Trying to talk about the value proposition unrelated to the number doesn't fly.  We need to connect them together as we explain the value.  We unveil the ugly number but wrap the pain up in the value to come, to the glorious future, to the sunny uplands, the better days hereafter.  Context is everything here.  Our hero didn't do that and I believe he missed a great opportunity to get people to back his proposal.

When we are selling there is a number attached to the service or good.  Actual tangible objects are easier to understand from a pricing point of view.  Services though are nebulous.  I was selling some training to a major corporation and the people I was dealing with were HR folk located outside Japan.  If you live here, you understand the cost of living and all the relativities which apply around pricing. If you are in Hong Kong or Singapore you don’t.  Living in these low tax, low cost environments makes Japan’s numbers look stratospheric. 

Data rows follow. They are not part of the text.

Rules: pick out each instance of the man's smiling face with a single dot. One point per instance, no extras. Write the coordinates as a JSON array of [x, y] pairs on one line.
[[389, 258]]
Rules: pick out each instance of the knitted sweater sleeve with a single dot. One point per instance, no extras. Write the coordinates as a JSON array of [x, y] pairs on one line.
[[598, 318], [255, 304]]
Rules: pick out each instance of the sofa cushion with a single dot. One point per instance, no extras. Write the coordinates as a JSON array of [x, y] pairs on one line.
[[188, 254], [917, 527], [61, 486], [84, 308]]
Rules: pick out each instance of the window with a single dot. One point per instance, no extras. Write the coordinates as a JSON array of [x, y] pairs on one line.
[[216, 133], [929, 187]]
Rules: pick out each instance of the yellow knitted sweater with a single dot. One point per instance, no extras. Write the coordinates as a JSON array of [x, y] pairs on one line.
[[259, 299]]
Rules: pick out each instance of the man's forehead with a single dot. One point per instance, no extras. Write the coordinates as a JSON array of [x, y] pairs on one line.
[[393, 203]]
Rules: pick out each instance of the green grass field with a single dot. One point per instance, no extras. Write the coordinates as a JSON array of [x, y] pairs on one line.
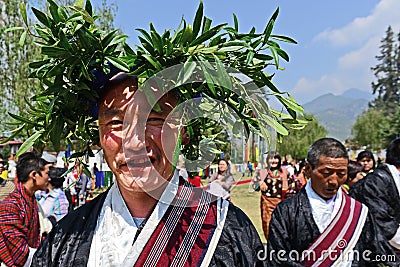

They told me our pricing was much higher than this Hong Kong located from who delivered for them in English speaking countries in Asia.  I asked them why they didn’t use them for Japan.  Of course, they didn't know Japan, had no capacity to deliver here in cultural and linguistic contexts, so that is why they were talking to me.  Yet the expectation was my pricing would fit in with this other vendor, based in Hong Kong.  Who were these people?  I checked them out and they are nobodies.  They are not global, they don’t have 109 years of credibility or 60 years on the ground in Japan.

In the end, I had to do a demonstration of what we would deliver. It blew them away because the value proposition was so much greater than the other firm.  Now the cost, the higher price, the bigger ask, that larger number made sense.  I didn't fold on the price for two simple reasons.  I know our value and I know what companies here will pay for the value we generate.  Yes, it is Covid and yes it is perilous for training companies at the moment, but you have to believe in your value based pricing and you have to be prepared to fire the client.

Don’t run away from the hard conversations.  Instead find ways to demonstrate and show your value.  Keep honing your persuasion skills to sustain the narrative about why they should buy from you and buy from you now and keep buying from you.